Być może bowiem w roku 2030 wcale nie będzie nas o kilka milionów mniej, podobnie w roku 2050. Okazuje się, że prognozy sięgające tak daleko są zwyczajnie funta kłaków warte. Nawet bowiem przy zachowaniu wszelkich jakościowych standardów, oparciu się na niezawodnych i skonstruowanych z niezwykłą matematyczną precyzją modelach, nie da się ustalić w sposób wiarygodny, czy za 30–40 lat będzie nas 38 mln, czy 35 mln, a może jednak 40 mln.
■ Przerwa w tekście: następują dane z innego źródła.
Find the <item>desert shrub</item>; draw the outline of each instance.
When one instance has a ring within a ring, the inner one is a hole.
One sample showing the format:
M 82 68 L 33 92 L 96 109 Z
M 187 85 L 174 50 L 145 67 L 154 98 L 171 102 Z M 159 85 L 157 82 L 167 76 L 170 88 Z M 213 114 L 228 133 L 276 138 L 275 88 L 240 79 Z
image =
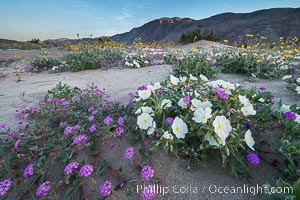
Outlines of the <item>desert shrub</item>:
M 123 107 L 94 85 L 80 90 L 59 84 L 38 105 L 22 105 L 16 114 L 21 129 L 0 127 L 0 197 L 70 199 L 84 183 L 99 187 L 95 178 L 110 166 L 100 159 L 99 146 L 126 134 L 123 114 Z M 100 161 L 95 162 L 95 156 Z M 122 177 L 124 168 L 119 169 Z M 14 192 L 7 196 L 8 190 Z
M 245 73 L 272 79 L 288 72 L 288 62 L 271 54 L 254 52 L 224 53 L 217 59 L 217 66 L 224 73 Z
M 40 72 L 45 70 L 50 70 L 55 66 L 60 66 L 63 64 L 61 60 L 58 60 L 56 58 L 35 58 L 30 63 L 32 65 L 32 71 L 34 72 Z
M 218 72 L 218 69 L 213 66 L 211 61 L 205 59 L 204 56 L 190 54 L 177 61 L 173 72 L 175 76 L 189 76 L 189 74 L 192 74 L 198 77 L 200 74 L 203 74 L 208 78 L 211 78 Z
M 71 53 L 64 57 L 70 71 L 77 72 L 89 69 L 108 69 L 116 67 L 122 62 L 122 54 L 117 50 L 84 50 Z
M 143 54 L 129 53 L 125 57 L 125 66 L 130 68 L 141 68 L 149 64 L 150 59 Z
M 277 160 L 282 175 L 275 184 L 267 183 L 265 199 L 299 199 L 300 198 L 300 108 L 287 106 L 279 102 L 279 109 L 273 110 L 273 117 L 281 127 L 281 134 L 274 142 L 277 153 L 283 157 Z M 272 192 L 272 188 L 278 191 Z
M 180 42 L 183 44 L 189 44 L 199 40 L 220 41 L 220 38 L 214 33 L 214 31 L 207 30 L 201 26 L 197 27 L 193 31 L 183 33 L 180 37 Z
M 282 80 L 287 83 L 286 88 L 300 94 L 300 77 L 297 75 L 285 75 Z
M 251 164 L 259 162 L 250 127 L 270 117 L 271 104 L 269 92 L 244 91 L 204 75 L 171 75 L 139 88 L 135 114 L 142 138 L 154 135 L 156 146 L 191 160 L 218 150 L 223 164 L 243 175 L 247 153 Z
Tym samym nie da się ustalić, jaka będzie proporcja młodych do starych, pracujących do emerytów i mieszkających nad Wisłą do emigrantów. Nie da się również oszacować, wysokości emerytur i innych świadczeń, liczby miejsc pracy, skali bezrobocia. Mówiąc wprost – rzetelnie nie da się określić właściwie żadnej gospodarczej miary, którymi posługujemy się obecnie. Podobnie jak nie da się przewidzieć pogody dalej niż na trzy dni do przodu, tak i gospodarki realnie dalej niż na trzy miesiące również.

W takiej sytuacji należy po prostu robić swoje bez względu na jakiekolwiek wyroki prognostyków. Tak będzie najlepiej.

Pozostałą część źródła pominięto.